Alors que le feu liquide dévorait sa chair, il sentait la lumière de Leo s'éloigner de lui, le laissant dans une haine et un effroi qu'il n'avait jamais connus. Incapable de voler, de réfléchir, d'user de magie, il se sentait sombrer dans les abîmes. Il s'écrasa sur le sol comme une pierre, les flammes s'éteignant doucement sous la pluie. Il n'était plus qu'un tas d'os et de chair calcinés, et pourtant, ce qui fut autrefois son corps le faisait souffrir le martyr. Il n'avait plus d'yeux pour voir, mais le monde lui apparaissait clairement. Ses tympans avaient disparu, mais le bruit de la pluie s'imposait encore à sa conscience. Il n'avait jamais goûté à la mort, mais ceci lui semblait bien étrange ; cela ne pouvait être « mourir ». Lui qui était un amortel ne pouvait certes pas vieillir ou tomber malade, mais il pouvait être tué. Alors, que lui arrivait-il ? Quelle malédiction s'abattait sur lui ? Alors que l'orage commençait à passer, sa souffrance ne diminuait pas, mais il lui sembla que sa conscience faiblissait avec la pluie qui s'amenuisait. Puis, tout devint noir.

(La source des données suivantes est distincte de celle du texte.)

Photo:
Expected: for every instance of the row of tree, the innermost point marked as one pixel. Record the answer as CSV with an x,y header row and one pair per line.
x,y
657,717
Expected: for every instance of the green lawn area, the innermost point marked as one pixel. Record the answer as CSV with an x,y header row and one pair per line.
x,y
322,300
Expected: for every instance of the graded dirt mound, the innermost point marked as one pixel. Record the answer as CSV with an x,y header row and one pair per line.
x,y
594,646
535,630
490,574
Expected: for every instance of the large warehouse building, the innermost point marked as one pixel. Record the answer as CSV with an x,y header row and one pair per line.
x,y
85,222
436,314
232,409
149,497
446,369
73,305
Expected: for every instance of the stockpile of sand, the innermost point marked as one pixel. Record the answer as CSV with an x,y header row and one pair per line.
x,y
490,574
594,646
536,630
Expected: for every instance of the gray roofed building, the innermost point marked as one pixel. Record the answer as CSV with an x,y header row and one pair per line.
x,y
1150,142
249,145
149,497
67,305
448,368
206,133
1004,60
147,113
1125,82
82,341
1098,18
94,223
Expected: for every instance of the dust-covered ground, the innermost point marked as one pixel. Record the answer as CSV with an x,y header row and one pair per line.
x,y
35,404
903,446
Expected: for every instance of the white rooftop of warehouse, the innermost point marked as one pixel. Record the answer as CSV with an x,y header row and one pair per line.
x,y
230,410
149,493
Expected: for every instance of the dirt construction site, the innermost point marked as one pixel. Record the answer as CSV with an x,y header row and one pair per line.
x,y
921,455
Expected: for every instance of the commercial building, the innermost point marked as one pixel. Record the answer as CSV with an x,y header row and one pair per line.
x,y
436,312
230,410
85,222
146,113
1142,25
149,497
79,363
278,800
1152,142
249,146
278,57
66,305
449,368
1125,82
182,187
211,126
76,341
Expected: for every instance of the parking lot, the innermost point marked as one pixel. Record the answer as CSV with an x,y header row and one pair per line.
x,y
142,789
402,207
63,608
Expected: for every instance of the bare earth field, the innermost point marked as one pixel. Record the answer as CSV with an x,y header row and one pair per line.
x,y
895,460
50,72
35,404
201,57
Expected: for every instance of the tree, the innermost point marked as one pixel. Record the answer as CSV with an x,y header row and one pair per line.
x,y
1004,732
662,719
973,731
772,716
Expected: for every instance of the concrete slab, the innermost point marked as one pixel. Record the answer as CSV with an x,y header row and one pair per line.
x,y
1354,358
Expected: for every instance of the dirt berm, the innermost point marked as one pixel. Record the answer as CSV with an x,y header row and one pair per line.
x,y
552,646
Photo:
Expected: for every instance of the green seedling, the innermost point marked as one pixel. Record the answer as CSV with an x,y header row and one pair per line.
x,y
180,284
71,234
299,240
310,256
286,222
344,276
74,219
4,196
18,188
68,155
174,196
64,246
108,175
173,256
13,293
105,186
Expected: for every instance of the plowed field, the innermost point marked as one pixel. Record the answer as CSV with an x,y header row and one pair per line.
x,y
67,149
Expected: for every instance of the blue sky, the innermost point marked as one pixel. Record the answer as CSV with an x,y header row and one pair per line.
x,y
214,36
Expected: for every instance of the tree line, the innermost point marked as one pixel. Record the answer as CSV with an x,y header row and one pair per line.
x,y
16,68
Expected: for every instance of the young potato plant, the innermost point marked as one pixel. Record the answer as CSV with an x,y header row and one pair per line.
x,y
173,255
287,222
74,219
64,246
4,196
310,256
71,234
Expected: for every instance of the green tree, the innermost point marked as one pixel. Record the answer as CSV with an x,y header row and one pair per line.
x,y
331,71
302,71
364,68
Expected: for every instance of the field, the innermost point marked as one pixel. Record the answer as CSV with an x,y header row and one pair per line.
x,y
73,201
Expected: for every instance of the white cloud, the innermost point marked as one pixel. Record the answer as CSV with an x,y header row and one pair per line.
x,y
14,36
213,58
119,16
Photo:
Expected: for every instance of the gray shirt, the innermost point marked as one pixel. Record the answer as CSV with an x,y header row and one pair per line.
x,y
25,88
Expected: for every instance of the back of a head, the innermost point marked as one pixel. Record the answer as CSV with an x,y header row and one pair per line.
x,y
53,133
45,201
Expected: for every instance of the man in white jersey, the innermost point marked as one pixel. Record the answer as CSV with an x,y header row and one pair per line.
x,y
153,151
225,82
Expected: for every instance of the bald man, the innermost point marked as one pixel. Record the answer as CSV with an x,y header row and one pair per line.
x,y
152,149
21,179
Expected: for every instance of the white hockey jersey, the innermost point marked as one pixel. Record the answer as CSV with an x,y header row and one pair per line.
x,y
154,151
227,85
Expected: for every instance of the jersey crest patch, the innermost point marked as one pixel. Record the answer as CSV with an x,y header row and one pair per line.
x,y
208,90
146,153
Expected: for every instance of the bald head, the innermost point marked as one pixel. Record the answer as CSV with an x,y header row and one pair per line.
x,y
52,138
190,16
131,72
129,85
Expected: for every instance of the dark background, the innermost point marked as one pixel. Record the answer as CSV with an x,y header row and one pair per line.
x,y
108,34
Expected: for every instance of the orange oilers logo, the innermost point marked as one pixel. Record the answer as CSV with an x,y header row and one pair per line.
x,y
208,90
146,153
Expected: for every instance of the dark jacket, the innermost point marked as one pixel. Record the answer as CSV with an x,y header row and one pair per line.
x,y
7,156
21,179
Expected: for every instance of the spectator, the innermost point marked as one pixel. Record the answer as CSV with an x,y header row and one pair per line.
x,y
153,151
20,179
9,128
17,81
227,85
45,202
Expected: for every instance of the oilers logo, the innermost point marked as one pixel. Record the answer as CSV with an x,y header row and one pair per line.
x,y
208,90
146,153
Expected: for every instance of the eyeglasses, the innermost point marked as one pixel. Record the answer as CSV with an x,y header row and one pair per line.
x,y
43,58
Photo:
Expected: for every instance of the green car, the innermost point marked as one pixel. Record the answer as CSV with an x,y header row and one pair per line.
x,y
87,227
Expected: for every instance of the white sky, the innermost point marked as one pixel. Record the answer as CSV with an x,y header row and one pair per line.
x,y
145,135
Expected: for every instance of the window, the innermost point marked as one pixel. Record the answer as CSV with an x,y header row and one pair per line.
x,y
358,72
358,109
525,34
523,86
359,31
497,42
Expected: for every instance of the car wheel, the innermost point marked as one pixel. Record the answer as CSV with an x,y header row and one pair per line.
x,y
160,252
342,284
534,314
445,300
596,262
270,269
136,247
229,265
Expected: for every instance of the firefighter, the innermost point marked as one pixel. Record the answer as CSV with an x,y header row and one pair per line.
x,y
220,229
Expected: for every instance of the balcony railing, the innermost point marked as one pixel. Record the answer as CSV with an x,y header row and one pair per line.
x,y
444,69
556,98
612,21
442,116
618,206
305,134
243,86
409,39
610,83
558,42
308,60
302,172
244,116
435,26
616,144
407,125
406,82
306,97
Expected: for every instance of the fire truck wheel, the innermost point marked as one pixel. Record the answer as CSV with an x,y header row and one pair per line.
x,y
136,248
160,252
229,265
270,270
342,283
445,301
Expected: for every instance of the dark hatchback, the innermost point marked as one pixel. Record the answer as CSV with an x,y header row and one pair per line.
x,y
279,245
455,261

Une goutte le tira de son sommeil. La douleur revint avec l'eau, cette même souffrance qui le rongeait depuis que Leo lui avait volé la vie. Alors que la tempête gagnait en intensité, une masse informe de brume sembla ramper jusqu'à son squelette habillé d'amas de chair meurtrie. Le brouillard s'enroula autour de son corps, dessinant doucement les contours de ce qui était autrefois son anatomie. Plus vaporeux que de son vivant, il gardait les couleurs cobalt et blanc de son ancien plumage, bien que la foudre parcourût la tempête de son nouveau corps. Il s'étira nonchalamment, remerciant l'orage de l'avoir ramené parmi les vivants pour un temps, même si cela voulait dire vivre l'instant de sa mort, encore et encore, pour l’éternité.

Son agonie avait commencé il y a des années. Le premier éveil fut le plus dur. Leo n'était plus là, et seules restaient la douleur et la haine. Alors, comme tous les oiseaux-tonnerres, il avait déversé sa colère sur tous les êtres vivants qu'il avait rencontrés. Heureusement pour les mortels, la pluie était rapidement passée, sans quoi il aurait détruit des centaines de villages dans sa fureur. Mais son esprit, complètement ravagé par les flammes, ne lui permettait plus de faire la différence entre le bien, le mal, protéger son territoire ou le détruire. Et même si chaque renaissance était une agonie, même s'il s'en prenait à tout ce qu'il chérissait autrefois, il faisait tout ce qui était en son pouvoir pour suivre les orages, rester éveillé le plus longtemps possible, ravageant tout sur son passage. Il fut rapidement connu comme l'Opinicus des Tempêtes, porteur des nénies des tempêtes.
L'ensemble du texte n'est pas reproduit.